Breakdowns in communication are a major source of burnout for people who take care of people living with dementia. When people who have dementia don't understand what is being done for them, they aren't appreciative of caregiver effort. They may become resistant, aggressive, or even violent. Communication makes a huge difference for both everyone involved.
Because of the progressive nature of the disease, it's not possible to restore abilities to communicate the way it sometimes is after stroke or traumatic brain injury. It is possible, however, to "treat the caregiver" to enable easier communications. You may not be able to change the patient, but you can change your approach.
Before you speak:
- Don't make assumptions about someone's ability to communicate before you have your first conversation with them. Especially in the early stages, dementia affects different people in very different ways.
- Make sure you can be heard. No television or loud conversations in the background. Get the person's full attention.
- Make sure the person you are caring for can see you. It's important that your face is well-lit.
- Try to avoid starting conversations when you are rushed. If you feel stressed, calm yourself before dealing with someone who has dementia.
- Think about what you are going to talk about before you start the conversation.
- When dealing with people who sundown, try to have important conversations in the morning.
- Make sure other needs (food, using the toilet, pain medication) are met before trying to have a conversation.
As you speak:
- Be calm. Avoid raising your voice unless it is to compensate for deafness.
- Speak clearly. Use short, simple sentences. Ask questions that have one-word answers.
- Don't talk about the person you are giving care as if they weren't there. Don't treat them like a child. Give them space to respond to you even if they have difficulty forming words. The inability to speak fluently does not always mean there is an inability to think fluently.
- Without being either self-deprecating or making fun of the person you are helping, include humor in your conversations. Allow patients to share good-natured humor with you.
- Include the dementia patients in conversations with others. This may mean long pauses while they formulate the sentences they wish to add to the conversation. There will be topics you can't politely discuss in their presence.
Keep in mind during your conversation:
- When someone who has dementia can't understand you, consider breaking down your comment or suggestion into smaller segments.
- Give people who are living with dementia choices, but not too many choices. Keep your conversation to "Would you prefer this or that?" rather than "What do you want if....?"
- Avoid questions that require nuanced answers, or that require explaining emotions or personal history or taking a stand on controversial issues. People who deal with major neurocognitive disorders may withdraw from you to deal with their frustration with their inability to speak in complex sentences.
- Avoid questions that require searching for vocabulary. For instance, ask "Would you like coffee or tea?" rather than "What would you like to drink?"
- When you aren't understood, rephrase, don't repeat. Asking the same question or making the same comment or giving the same instruction in slightly different language may jog the memory for vocabulary words. If someone doesn't understand you the first time, simply repeating yourself won't necessarily help them.
- Keep in mind that some people who have dementia find conversation tiring. When you sense conversation fatigue, keep the conversation short.
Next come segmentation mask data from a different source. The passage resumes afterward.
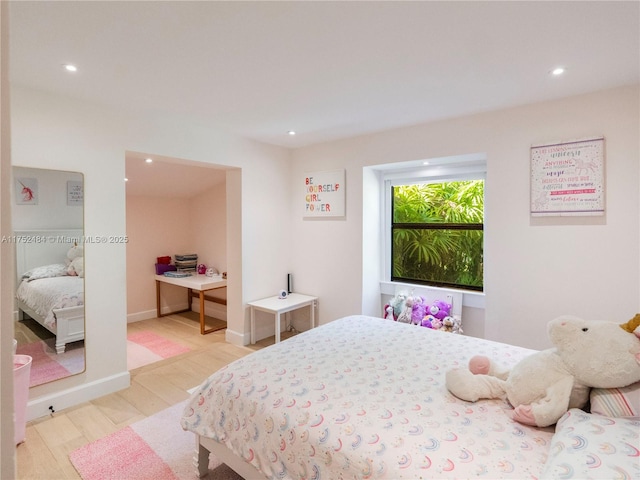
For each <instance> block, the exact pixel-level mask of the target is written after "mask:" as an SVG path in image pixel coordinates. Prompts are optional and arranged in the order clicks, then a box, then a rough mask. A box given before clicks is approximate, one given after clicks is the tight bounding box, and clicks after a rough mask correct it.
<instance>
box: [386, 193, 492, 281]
mask: <svg viewBox="0 0 640 480" xmlns="http://www.w3.org/2000/svg"><path fill="white" fill-rule="evenodd" d="M483 220H484V181H483V180H472V181H458V182H442V183H430V184H419V185H403V186H397V187H394V188H393V226H392V237H393V252H392V258H393V260H392V261H393V264H392V276H393V278H394V279H402V280H410V281H417V282H421V283H428V284H436V285H449V286H459V287H464V288H472V289H476V290H481V289H482V277H483V255H482V251H483V231H482V223H483Z"/></svg>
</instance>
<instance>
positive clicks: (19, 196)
mask: <svg viewBox="0 0 640 480" xmlns="http://www.w3.org/2000/svg"><path fill="white" fill-rule="evenodd" d="M38 198H39V192H38V179H37V178H31V177H16V179H15V200H16V205H37V204H38Z"/></svg>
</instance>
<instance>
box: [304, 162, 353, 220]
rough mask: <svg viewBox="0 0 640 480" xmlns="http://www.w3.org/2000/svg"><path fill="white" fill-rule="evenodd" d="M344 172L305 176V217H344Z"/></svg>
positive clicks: (323, 173)
mask: <svg viewBox="0 0 640 480" xmlns="http://www.w3.org/2000/svg"><path fill="white" fill-rule="evenodd" d="M344 204H345V185H344V170H334V171H330V172H313V173H305V174H304V212H303V216H304V217H342V216H344V213H345V205H344Z"/></svg>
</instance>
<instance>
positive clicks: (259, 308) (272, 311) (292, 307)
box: [247, 293, 318, 344]
mask: <svg viewBox="0 0 640 480" xmlns="http://www.w3.org/2000/svg"><path fill="white" fill-rule="evenodd" d="M317 302H318V297H312V296H309V295H302V294H301V293H290V294H289V295H287V296H286V297H285V298H278V296H274V297H269V298H263V299H262V300H256V301H255V302H249V303H247V305H249V306H250V307H251V344H254V343H256V315H255V311H256V310H260V311H262V312H268V313H273V314H274V315H275V317H276V318H275V325H276V343H279V342H280V328H281V325H280V315H281V314H283V313H286V312H291V311H292V310H297V309H299V308H303V307H307V306H308V307H309V309H310V311H311V314H310V316H309V317H310V319H311V321H310V323H311V328H313V327H314V326H315V316H316V315H315V310H316V307H317Z"/></svg>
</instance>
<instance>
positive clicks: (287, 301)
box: [247, 293, 318, 313]
mask: <svg viewBox="0 0 640 480" xmlns="http://www.w3.org/2000/svg"><path fill="white" fill-rule="evenodd" d="M317 299H318V297H312V296H310V295H303V294H301V293H290V294H289V295H287V296H286V297H285V298H278V296H277V295H276V296H274V297H269V298H263V299H262V300H256V301H255V302H249V303H247V305H249V306H250V307H254V308H257V309H258V310H264V311H267V312H273V313H276V312H284V311H286V310H287V309H292V308H296V307H298V306H303V305H305V304H309V305H310V304H311V303H313V302H314V301H315V300H317Z"/></svg>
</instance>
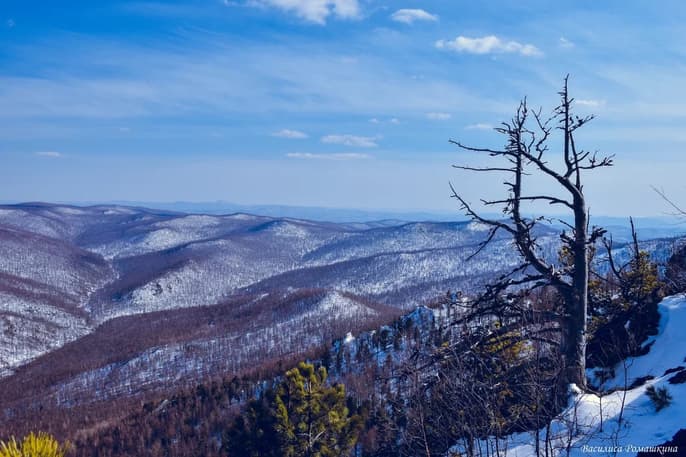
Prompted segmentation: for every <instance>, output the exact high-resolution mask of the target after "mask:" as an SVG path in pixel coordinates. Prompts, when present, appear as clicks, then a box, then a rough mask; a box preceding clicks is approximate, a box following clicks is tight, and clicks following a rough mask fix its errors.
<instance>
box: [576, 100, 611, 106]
mask: <svg viewBox="0 0 686 457" xmlns="http://www.w3.org/2000/svg"><path fill="white" fill-rule="evenodd" d="M574 102H575V103H576V104H577V105H581V106H589V107H591V108H597V107H599V106H604V105H605V100H593V99H578V100H577V99H575V100H574Z"/></svg>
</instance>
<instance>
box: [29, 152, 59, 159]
mask: <svg viewBox="0 0 686 457" xmlns="http://www.w3.org/2000/svg"><path fill="white" fill-rule="evenodd" d="M34 155H36V156H38V157H47V158H50V159H60V158H62V157H64V155H62V153H61V152H57V151H38V152H35V153H34Z"/></svg>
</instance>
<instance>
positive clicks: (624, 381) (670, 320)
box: [454, 295, 686, 457]
mask: <svg viewBox="0 0 686 457" xmlns="http://www.w3.org/2000/svg"><path fill="white" fill-rule="evenodd" d="M659 311H660V316H661V319H660V328H659V333H658V335H656V336H655V337H652V338H651V339H650V340H649V341H648V342H647V343H646V344H648V345H650V351H649V352H648V353H647V354H646V355H644V356H641V357H634V358H630V359H628V360H626V362H620V364H618V366H616V367H615V372H616V373H617V376H615V377H614V378H612V379H610V380H609V381H607V382H606V383H605V384H604V385H603V386H602V391H604V392H608V393H606V394H601V395H594V394H590V393H582V392H581V391H580V390H579V389H578V388H577V387H576V386H571V387H570V393H571V395H570V401H569V405H568V407H567V408H566V409H565V410H564V411H563V413H562V414H561V415H560V416H559V417H558V418H556V419H555V420H554V421H553V422H552V424H551V427H550V437H551V439H550V445H551V446H552V450H553V452H552V455H553V456H562V455H570V456H577V457H582V456H588V455H603V456H605V455H636V453H638V452H641V451H644V452H648V453H651V454H655V455H674V456H676V455H684V453H686V449H675V448H661V449H660V448H656V446H659V445H661V444H662V443H665V442H667V441H669V440H670V439H671V438H672V437H673V436H674V435H675V434H676V433H677V432H678V431H679V430H680V429H683V428H686V400H685V399H686V331H684V328H686V295H677V296H672V297H668V298H665V299H664V300H663V301H662V302H661V303H660V305H659ZM642 380H643V381H645V383H643V384H641V385H639V386H637V387H633V388H627V387H631V385H632V384H634V383H635V384H640V383H641V381H642ZM650 386H653V387H655V388H657V389H659V388H666V389H667V390H668V392H669V394H670V395H671V397H672V401H671V404H669V406H667V407H665V408H664V409H662V410H660V411H656V408H655V406H654V404H653V402H652V401H651V400H650V398H649V397H648V396H647V395H646V389H648V388H649V387H650ZM601 412H602V414H601ZM545 436H546V430H545V429H543V430H540V433H539V438H540V443H539V444H540V449H541V451H542V452H543V450H544V449H545ZM494 440H495V438H491V439H490V440H489V441H490V443H489V444H490V445H492V444H493V442H494ZM535 442H536V441H535V432H534V431H532V432H529V433H518V434H515V435H510V436H508V437H506V438H504V439H501V440H500V449H507V455H508V456H509V457H529V456H535V455H536V452H535ZM481 444H482V445H483V447H484V448H486V442H483V443H481ZM463 450H464V449H463V448H462V447H461V445H457V446H455V448H454V451H456V452H459V451H463ZM568 451H569V453H568ZM503 455H504V454H503Z"/></svg>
Be alert to signs they are tired and want to do something else for a while.
- When someone who has dementia says something that is not true, look for the meaning behind their statement. Avoid directly contradicting them as much as possible. Suggest what you think they really want to find out if they just couldn't express themselves.
- When someone who has dementia makes an impossible request, such as saying they want to go to work, or they want to visit a deceased spouse or loved one, consider deeper meaning. For instance, if someone says they want to go back to their job, does that mean that they are bored? Worried about finances? Do they miss their old friends at work? Are they experiencing profound grief? Find possible answers for impossible desires.
- Be aware of veiled meanings. Suicide is not unknown in people in the early and middle stages of dementia. Take any indications of self-harm seriously but calmly.